As a footnote, although the Navy Admirals had strongly opposed the legislation to exonerate Captain McVay, they must have learned a lesson. Following the terrorist attack on the U.S.S. Cole in the Red Sea harbor on 12 October, 2001, the Navy decided not to court-martial her Captain. It gave as reasons that the Captain of the Cole (1) had taken all reasonable precautions to prevent such an attack and (2) had not been adequately warned of the danger to his ship in the harbor.

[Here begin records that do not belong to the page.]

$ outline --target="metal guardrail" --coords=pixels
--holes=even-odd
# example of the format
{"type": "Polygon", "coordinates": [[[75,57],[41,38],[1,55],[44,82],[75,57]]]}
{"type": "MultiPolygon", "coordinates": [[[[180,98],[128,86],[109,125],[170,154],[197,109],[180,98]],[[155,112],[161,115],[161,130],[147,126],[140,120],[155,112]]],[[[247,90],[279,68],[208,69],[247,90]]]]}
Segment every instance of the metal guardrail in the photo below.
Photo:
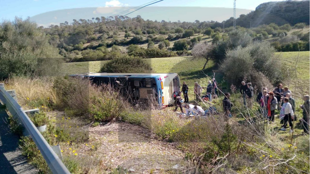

The same reasons were used in the successful effort to exonerate Captain McVay. It might be concluded that the Navy did not want another controversy on their hands.

Much of this post was adapted from the U.S.S. Indianapolis website.
Other sources were also used.

6 Comments

Add yours →

  1. Jack Darnell 07/08/2016 — 10:35

    TRagic story, I read In Harm’s way and also a lesser known book about the survivors in the water, and for the life of me I cannot remember it.

    Anyway the incident shows Irate authority can try and find a scape goat, too many times they succeed! The military has learned over the years from our government, “Gimme someone to blame” that is all I ask! Once someone is blamed, all is well, no reason for the truth.

    Like

  2. Great post, I had heard the outlines of the story but you provide a lot of detail. Clearly an injustice was done.

    Like

  3. Chris Houck 08/08/2016 — 17:56

    When I was a volunteer on the SS Red Oak Victory, we had a crew member who’s father was on the Indianapolis.

    Like

  4. Outstanding, Packardman! You’ve done the ship and her crew proud!